AIG outrage dominates U.S. insurance hearing
WASHINGTON (Reuters) - Outrage over bonuses to employees of taxpayer-rescued American International Group dominated a Senate Banking Committee hearing on Tuesday where other insurers were renewing a call for creation of a federal regulator.
The $165 million in bonuses, about half to the financial products unit at the heart of AIG's woes, has sparked anger amid a $180 billion taxpayer bailout.
"The only reason that they even have a job is because of the taxpayers," said Senator Jon Tester, a Montana Democrat.
Committee Chairman Christopher Dodd said he too wanted answers on bonuses, but said AIG's problems were not representative of the broader industry.
"What happened at AIG should not, in my opinion, be confused with the industry with which it is most closely associated, the insurance industry," said Dodd, a Democrat from Connecticut.
Dodd demanded details from the Federal Reserve on how it has been tracking executive bonuses at companies receiving federal bailout money.

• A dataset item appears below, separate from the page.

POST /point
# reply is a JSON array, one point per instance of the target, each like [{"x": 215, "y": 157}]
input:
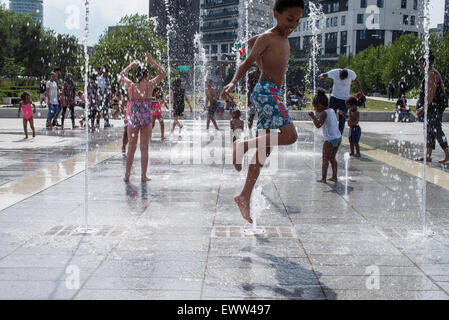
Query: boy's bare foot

Meanwhile, U.S. insurers renewed a call for Congress to create a federal regulator that could end a jumble of disparate state insurance regulations, but also warned against excessive oversight by a broader systemic regulator.
William Berkley, chairman of the American Insurance Association, a group of 350 property-casualty insurers including Travelers Cos Inc and Chubb Corp and Ace Ltd, endorsed the creation of a federal regulator to oversee the industry.
Berkley also sought to distinguish the industry from the broader financial sector leading to today's financial chaos.
The insurance industry "does not pose the same types of systemic risk challenges as most other financial services sectors," Berkley said.
Lawmakers are considering whether to provide an optional federal charter for insurance firms, similar to the nation's dual banking charter system.
Insurance companies are now regulated by states, most of which set insurance rates. Previously proposed legislation would have allowed insurance companies to set their own rates if they were federally chartered.
Critics of this approach, including consumer groups and state regulators, fear a federal charter could result in higher rates and chip away at consumer protection.
Insurance firms say an optional federal charter would allow them to better compete overseas and help create innovative products.
Separately, lawmakers are mulling giving the Federal Reserve broad oversight powers to identify and monitor systemic risk throughout the financial system.
Frank Keating, president of the American Council of Life Insurers, said any systemic regulator must be careful not to disrupt the market and urged avoidance of a "bright line definition of systemic risk."
Keating's group represents life insurers including Hartford Financial Services Group, Assurant Inc and Lincoln National Corp.